For years, economists have said that coal’s cost to the environment more than cancels out its benefit to the economy (a 2011 study in the American Economic Review found coal creates more than twice as much damage as value). But with little government action to protect the workers, the industry’s decline has left them in the lurch.

While many miners may see the end of coal coming, the axed Blackjewel workers had to grapple with an uncertain future more abruptly than most because of the sudden closure of their workplace. Some who were working in Harlan County have left in hopes of staying in the coal business. Others are giving up on coal and holding on to Harlan—for now. The Blackjewel bankruptcy, which united the miners in protest, has now dispersed them.

“It was a scary thing to think about starting over,” says former Blackjewel employee Collin Cornette, who’s been studying to become a machinist, “because for so many years I was defined as a miner. That’s who I was.”

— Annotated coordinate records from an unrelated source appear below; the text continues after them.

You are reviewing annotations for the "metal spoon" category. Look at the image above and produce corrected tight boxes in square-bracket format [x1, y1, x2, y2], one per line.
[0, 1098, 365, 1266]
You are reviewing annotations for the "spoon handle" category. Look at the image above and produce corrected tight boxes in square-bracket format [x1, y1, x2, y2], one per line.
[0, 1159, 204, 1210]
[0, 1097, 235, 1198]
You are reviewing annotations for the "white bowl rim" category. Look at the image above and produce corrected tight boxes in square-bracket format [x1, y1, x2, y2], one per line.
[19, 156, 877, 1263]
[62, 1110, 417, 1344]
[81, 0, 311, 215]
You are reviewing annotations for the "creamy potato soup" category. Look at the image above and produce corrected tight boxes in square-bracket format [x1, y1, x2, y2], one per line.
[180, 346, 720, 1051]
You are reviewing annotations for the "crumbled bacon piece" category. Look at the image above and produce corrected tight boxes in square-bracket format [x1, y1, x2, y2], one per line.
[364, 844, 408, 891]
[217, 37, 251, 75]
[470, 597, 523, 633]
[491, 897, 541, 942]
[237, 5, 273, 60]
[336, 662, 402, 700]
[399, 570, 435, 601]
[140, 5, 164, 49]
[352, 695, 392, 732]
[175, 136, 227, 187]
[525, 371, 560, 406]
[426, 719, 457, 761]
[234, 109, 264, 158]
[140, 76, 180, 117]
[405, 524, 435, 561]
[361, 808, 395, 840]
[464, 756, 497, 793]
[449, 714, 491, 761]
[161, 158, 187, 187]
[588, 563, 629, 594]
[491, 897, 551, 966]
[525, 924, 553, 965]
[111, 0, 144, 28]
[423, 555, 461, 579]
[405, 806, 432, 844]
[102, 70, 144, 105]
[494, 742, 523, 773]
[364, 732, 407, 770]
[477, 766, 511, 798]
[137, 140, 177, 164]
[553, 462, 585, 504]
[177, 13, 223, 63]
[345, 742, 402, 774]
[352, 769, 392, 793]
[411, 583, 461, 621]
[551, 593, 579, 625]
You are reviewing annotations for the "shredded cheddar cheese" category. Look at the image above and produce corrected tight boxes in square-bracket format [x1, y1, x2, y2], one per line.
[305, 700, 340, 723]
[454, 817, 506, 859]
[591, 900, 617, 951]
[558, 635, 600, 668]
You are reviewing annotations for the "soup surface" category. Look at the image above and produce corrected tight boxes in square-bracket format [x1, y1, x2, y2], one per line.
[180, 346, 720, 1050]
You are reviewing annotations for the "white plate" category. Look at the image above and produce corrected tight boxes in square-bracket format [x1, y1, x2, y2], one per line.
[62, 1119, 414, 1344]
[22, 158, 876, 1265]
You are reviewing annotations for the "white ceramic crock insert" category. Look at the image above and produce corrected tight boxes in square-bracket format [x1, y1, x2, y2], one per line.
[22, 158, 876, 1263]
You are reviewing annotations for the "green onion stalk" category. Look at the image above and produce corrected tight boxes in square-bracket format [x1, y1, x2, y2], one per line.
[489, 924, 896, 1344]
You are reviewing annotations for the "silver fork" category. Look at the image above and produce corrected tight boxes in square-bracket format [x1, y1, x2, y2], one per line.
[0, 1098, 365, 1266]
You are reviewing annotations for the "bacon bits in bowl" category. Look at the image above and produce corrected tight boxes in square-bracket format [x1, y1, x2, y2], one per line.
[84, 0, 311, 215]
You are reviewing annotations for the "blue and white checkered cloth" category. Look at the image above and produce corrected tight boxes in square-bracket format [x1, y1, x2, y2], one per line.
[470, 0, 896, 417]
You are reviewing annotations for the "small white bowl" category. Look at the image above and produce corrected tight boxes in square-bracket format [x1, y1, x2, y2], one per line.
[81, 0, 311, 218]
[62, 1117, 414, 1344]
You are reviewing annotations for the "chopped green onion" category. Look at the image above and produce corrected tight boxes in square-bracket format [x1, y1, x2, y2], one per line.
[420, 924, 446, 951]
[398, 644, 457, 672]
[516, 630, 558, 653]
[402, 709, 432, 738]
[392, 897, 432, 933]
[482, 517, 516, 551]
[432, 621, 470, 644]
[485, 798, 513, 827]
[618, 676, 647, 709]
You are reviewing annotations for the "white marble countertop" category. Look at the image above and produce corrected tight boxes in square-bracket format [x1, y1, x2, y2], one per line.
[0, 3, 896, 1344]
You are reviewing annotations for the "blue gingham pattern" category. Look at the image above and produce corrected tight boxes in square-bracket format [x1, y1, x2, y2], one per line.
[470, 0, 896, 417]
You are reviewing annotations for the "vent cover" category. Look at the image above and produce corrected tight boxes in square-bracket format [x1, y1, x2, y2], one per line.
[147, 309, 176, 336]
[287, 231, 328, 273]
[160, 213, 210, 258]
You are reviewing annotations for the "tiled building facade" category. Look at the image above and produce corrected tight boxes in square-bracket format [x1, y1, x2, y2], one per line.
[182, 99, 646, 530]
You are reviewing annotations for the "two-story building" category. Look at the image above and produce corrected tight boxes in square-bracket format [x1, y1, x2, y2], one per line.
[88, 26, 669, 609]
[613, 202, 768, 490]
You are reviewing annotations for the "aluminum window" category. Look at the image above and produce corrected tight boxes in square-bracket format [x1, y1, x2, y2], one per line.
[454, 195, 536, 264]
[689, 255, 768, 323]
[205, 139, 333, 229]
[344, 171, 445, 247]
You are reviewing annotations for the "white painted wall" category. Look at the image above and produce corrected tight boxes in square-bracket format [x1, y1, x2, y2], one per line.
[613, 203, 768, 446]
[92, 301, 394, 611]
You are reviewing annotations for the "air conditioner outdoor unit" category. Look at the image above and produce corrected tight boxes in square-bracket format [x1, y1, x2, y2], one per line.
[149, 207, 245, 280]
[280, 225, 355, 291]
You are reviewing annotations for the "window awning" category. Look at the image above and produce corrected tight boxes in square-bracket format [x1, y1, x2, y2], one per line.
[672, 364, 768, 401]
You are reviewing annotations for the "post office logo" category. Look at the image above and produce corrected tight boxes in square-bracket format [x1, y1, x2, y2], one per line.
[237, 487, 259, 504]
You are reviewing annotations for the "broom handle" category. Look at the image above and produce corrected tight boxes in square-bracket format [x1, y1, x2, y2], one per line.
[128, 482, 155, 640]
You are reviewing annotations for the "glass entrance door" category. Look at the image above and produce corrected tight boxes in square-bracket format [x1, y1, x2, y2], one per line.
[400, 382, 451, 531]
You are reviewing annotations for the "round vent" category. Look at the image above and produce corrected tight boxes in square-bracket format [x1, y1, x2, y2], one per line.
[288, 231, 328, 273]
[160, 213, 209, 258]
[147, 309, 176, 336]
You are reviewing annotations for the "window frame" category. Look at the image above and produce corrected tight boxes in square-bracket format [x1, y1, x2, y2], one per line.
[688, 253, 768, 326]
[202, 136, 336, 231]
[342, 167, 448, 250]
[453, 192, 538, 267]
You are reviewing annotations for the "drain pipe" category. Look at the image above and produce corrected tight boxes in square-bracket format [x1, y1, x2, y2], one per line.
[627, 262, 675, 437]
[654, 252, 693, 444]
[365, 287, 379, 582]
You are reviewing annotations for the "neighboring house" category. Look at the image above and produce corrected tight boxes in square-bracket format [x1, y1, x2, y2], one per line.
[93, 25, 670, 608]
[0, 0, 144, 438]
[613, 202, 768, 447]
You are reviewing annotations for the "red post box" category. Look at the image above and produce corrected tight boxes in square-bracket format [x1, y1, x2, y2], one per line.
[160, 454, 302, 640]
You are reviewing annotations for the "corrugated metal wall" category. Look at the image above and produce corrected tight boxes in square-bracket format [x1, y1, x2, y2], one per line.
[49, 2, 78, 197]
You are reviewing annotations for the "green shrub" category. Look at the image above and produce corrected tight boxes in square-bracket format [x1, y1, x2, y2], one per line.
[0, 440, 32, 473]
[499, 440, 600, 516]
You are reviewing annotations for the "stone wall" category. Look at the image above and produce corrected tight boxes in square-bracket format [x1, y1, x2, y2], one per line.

Stevens passed his driving test after the local office reopened in May. But with in-state job openings still scarce, he’s awaiting word on whether the Federal Motor Carrier Safety Administration will grant a waiver letting him work despite an eye issue from his childhood. He was able to take his driving course for free thanks to a program run by a local government-funded nonprofit.

Democratic presidential nominee Joe Biden has pledged to spend $2 trillion leading a “clean energy revolution” that would include “an unprecedented investment” to help coal communities diversify their economies as the industry fades, with a new task force established to assist them in leveraging a mix of public and private money to create quality jobs. The Green New Deal framework popularized by activists and lawmakers such as New York’s Democratic Representative Alexandria Ocasio-Cortez, which Biden hasn’t fully embraced, makes some more specific commitments, including “wage and benefit parity” for former miners.

Recently, Congress has been moving in the opposite direction, with the Republican-controlled U.S. Senate refusing to extend the $600 boost to weekly unemployment benefits approved earlier this year to address the surge in pandemic layoffs.

But some in Kentucky see a need for drastic steps. “Unless there’s some radical restructuring of the global economy, U.S. economy, and particularly our economy here,” the region’s future “doesn’t look very promising,” says Roy Silver, a sociology professor at Southeast Kentucky Community and Technical College.

“If they would just bring something to replace coal,” Stevens says, “everybody wouldn’t be fighting about coal.”